3. What would you consider the most unusual circumstances under which you’ve been asked to complete a brief survey?

A. Immediately after being mugged.

B. While scuba diving.

C. While in the middle of completing a totally different brief survey.

D. Before I’d fully exited the birth canal.

4. When completing brief surveys that are actually parodies of brief surveys, do you find that the last multiple choice item is always the one with the funniest answer?

A. Absolutely. That’s the proper way to do it.

B. Yes. And the second answer is traditionally the least funny, thereby providing both contrast and flow.

C. Often. But sometimes the next-to-last answer is funniest, just to catch you off guard. Humor is all about being caught off guard.

D. No.

5. When completing brief surveys of a surrealistic nature, which word or words do you feel most embody the custard skywriting manifesto tartar sauce?

A. Haberdashery.

B. Emily Litella.

C. Algonquin.

D. Howler monkey.

6. Of all the brief surveys that you’ve taken in your life, which one was the briefest?

A. “The Benefits of Fracking in Your Home Town.”

B. “Drone Attacks Are Patriotic.”

C. “My Fondness for Insurance Companies!”

D. “How Much Do You Love Brief Surveys (A Brief Survey)?”

7. If you worked as a surveyor, like the kind who goes out with those scopes on tripods and points them at the other guy holding up the orange stick, and you were inordinately short, incredibly efficient (allowing you to complete jobs in virtually no time) and were clad only in loose-fitting elastic-waistbanded underpants, would it be fair to refer to you as a “brief surveyor in briefs briefly surveying?”

A. True.

B. False.

C. Do not choose these last two answers.

D. For official use only.

8. Without glancing ahead, how much longer do you think this brief survey will take?

A. Seven generations.

B. Hard to say, but the amount of time it’s taken already could be measured using carbon dating.

C. There is currently no evidence to indicate that this brief survey will ever end.

D. Oh – BRIEF survey! All this time I thought you were saying BEEF survey. Funny how you get an idea in your head and that’s just all you hear from then on, especially when you’re hungry. Kind of like when I attended that Ku Klux Clam rally. I was like, hey, how are we ever gonna manage to bake clams over that burning cross? So, yeah – brief survey. That makes more sense. Never mind.

9. Quick! First thing that pops into your head!

A. Brief survey.

B. Underpants.

C. Emily Litella.

D. Brief survey.

10. In your own words, how was your experience taking a moment to complete this brief survey?

A. Really, really worthwhile. Thanks so much for both asking me to take the brief survey and for asking me how it was to take the brief survey. Wow. I feel good.

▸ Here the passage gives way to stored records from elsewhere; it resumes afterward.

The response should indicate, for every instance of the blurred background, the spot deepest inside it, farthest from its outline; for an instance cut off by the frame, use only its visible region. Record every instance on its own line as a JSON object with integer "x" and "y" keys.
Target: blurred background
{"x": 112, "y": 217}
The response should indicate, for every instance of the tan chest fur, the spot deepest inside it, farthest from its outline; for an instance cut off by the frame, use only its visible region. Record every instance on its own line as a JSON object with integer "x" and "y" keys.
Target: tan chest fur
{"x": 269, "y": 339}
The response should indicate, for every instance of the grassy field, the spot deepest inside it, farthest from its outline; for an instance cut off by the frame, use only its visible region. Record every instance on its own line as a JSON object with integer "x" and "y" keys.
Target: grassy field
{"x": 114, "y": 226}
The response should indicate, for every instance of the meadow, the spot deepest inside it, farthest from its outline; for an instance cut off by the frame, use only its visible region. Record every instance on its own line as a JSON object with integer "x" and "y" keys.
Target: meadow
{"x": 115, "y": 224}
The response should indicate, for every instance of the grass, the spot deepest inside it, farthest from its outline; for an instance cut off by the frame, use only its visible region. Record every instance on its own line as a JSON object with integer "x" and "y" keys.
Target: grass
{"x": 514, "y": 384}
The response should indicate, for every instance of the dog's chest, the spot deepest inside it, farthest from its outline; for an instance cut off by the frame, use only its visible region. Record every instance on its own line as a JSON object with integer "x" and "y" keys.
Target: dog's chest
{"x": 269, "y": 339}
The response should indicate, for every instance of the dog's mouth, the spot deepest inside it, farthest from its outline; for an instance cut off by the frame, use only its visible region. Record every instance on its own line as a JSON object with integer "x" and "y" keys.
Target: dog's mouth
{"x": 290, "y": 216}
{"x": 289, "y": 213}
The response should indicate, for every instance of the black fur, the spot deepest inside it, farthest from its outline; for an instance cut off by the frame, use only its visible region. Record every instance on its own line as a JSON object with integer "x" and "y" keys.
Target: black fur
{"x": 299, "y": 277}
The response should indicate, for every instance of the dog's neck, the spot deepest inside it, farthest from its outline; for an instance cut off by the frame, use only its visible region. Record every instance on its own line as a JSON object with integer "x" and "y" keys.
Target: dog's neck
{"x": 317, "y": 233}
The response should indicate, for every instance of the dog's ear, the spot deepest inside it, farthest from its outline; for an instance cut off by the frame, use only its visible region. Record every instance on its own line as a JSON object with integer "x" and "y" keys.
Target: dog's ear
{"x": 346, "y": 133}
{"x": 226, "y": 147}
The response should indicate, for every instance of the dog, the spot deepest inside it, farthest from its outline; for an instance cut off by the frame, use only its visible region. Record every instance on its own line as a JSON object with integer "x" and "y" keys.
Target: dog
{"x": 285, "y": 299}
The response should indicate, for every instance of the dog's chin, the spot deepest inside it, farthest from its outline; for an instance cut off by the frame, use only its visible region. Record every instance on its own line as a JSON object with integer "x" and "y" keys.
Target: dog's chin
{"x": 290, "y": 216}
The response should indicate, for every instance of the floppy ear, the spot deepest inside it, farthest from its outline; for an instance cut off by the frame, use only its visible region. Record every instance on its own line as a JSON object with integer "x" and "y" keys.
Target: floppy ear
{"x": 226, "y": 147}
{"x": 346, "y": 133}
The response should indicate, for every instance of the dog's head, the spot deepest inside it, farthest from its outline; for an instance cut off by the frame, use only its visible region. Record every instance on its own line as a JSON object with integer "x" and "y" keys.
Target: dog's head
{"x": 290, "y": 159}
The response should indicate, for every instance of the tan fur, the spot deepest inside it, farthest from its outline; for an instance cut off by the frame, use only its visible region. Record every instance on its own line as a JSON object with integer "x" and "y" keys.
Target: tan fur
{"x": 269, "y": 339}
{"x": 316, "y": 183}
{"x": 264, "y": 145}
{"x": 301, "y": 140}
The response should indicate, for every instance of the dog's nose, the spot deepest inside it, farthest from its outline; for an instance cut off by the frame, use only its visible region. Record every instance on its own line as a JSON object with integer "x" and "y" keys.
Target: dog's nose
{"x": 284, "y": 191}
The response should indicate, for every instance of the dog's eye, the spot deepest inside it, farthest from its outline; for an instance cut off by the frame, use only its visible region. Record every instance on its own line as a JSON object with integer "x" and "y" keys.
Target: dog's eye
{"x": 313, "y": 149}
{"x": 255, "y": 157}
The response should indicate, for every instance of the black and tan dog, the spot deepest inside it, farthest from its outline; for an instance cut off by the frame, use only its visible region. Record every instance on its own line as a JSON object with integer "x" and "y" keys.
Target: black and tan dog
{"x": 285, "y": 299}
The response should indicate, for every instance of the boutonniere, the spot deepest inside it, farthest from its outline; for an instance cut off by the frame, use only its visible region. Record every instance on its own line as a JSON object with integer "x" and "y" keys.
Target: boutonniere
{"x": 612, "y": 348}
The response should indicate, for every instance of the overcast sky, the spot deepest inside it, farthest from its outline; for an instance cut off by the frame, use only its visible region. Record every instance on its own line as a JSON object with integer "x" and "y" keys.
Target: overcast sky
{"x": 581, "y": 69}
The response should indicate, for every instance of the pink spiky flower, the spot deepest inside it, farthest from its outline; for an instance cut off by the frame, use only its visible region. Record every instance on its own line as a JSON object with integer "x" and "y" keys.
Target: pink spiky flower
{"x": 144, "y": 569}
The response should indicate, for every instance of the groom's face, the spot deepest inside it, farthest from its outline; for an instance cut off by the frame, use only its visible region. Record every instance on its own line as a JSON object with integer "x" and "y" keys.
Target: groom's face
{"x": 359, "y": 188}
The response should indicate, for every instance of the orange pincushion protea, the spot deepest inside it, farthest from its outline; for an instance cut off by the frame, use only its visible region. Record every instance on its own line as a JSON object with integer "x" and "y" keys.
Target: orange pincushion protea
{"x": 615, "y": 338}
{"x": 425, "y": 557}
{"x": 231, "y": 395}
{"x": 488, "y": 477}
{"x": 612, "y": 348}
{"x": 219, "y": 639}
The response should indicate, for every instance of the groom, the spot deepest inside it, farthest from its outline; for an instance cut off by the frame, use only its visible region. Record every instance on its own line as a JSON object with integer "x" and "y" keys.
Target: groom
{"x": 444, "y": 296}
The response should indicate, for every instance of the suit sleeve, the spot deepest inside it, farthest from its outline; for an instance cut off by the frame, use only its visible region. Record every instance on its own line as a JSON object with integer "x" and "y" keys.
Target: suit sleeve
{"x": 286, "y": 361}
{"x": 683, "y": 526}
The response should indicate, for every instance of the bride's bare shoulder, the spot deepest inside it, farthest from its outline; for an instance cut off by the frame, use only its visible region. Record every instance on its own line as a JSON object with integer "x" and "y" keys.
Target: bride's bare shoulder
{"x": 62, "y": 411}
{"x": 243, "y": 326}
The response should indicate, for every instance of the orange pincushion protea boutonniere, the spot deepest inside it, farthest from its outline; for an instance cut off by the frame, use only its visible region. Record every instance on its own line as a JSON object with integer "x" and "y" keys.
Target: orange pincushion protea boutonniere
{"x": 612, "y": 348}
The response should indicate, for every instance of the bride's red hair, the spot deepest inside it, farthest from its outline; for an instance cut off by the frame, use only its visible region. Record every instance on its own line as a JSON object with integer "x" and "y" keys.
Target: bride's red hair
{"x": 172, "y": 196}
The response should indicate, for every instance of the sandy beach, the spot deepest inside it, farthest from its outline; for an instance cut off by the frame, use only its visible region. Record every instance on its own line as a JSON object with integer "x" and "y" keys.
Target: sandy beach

B. Mere language isn’t capable of expressing my elation. Fortunately, though, breakdancing is. If you could just help me move this furniture out of the way so I have a little more room.

C. It’s done? Awwww …

D. Hey wait! These aren’t my words!

E. Feeling a bit disappointed that there was never an “All of the above” choice.

Barry Smith’s column appears Mondays in The Aspen Times.